Res judicata is a Latin term used in the legal community, meaning “the thing has been decided.” It is used to refer to cases which cannot be appealed or retried. For example, if person X sues person Y for damages in California and damages are awarded by the court, the case cannot be repeated in Oregon. Res judicata is designed to ensure that cases are not tried again and again, clogging the legal system and potentially costing vast amounts of money.
When res judicata is invoked, it means that a case cannot be appealed or tried again in new courts. Because the appeals process is an important part of many legal systems, there are therefore a number of criteria which are considered before a judge decides to invoke res judicata. As a general rule, it must be proved that a verdict in the exact same case has already been obtained in a qualified court. In the event that a case is tried again because those involved were unaware that it had already been to court, the most recent verdict is typically considered to be the binding one.
There are a number of reasons why res judicata is important. In the first place, it ensures that people cannot be taken to court over and over again for the same thing: once a verdict is reached in a suit, it is considered final. It also reduces the risk of conflicting verdicts, or litigation which drags on for years. From the point of view of the legal system, res judicata keeps the system leaner and more efficient by allowing judges to throw out cases which have already been tried and judged.
There are circumstances in which a case may be tried again, by different litigants, for example, or because radically new evidence has emerged. This is common in suits against manufacturers, who may face a multitude of suits asking for damages as a result of faulty products. A case may also be challenged on the basis of the competency of the court, with lawyers arguing that although the case has already been judged, it was not judged in appropriate circumstances, and it should therefore be tried again.

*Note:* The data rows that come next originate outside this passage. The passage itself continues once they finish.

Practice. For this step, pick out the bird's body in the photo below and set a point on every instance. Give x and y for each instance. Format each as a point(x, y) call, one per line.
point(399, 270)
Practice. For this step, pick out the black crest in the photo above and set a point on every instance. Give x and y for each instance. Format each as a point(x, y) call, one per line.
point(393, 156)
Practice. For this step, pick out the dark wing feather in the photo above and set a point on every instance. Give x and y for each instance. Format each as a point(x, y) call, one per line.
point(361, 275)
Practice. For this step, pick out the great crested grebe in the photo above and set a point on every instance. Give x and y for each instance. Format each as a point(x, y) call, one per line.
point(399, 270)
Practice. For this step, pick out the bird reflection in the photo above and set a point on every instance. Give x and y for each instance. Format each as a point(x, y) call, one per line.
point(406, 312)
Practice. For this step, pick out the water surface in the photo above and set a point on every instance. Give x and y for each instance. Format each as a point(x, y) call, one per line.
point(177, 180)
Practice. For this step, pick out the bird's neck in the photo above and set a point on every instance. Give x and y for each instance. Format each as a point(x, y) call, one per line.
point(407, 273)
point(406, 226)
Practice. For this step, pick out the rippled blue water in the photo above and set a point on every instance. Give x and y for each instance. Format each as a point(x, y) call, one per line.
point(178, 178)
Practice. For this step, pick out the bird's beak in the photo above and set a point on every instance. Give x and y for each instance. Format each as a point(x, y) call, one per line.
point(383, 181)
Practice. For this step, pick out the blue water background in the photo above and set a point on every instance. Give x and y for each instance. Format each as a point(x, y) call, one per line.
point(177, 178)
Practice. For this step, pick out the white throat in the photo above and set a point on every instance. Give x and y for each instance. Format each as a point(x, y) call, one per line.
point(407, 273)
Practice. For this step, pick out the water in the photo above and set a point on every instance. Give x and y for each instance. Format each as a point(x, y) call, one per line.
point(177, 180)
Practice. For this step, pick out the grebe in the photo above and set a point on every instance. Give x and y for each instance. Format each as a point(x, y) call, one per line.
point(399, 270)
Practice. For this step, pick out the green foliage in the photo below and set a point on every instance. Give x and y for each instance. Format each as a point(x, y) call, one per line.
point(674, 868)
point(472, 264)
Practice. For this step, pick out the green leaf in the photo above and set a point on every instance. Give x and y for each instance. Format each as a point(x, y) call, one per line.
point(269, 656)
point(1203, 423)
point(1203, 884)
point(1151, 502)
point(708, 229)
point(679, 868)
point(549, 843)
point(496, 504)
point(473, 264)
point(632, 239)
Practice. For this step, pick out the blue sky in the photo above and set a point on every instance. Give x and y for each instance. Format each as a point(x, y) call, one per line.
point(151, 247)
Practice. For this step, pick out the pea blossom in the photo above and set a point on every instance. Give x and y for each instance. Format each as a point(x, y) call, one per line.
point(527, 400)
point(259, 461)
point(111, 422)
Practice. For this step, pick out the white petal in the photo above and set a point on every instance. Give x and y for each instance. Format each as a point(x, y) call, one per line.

This concept is handled slightly differently in various legal systems, with notable restrictions in legal systems based on civil law, while common law systems tend to be more forgiving. In civil law, cases must be fundamentally identical before they can be rejected on the basis of res judicata, while in common law, cases merely need to bear a substantial number of similarities. Common law judges look at whether or not the issues in the claim have already been decided in a competent court, and they examine previous cases to see whether or not claims have been awarded.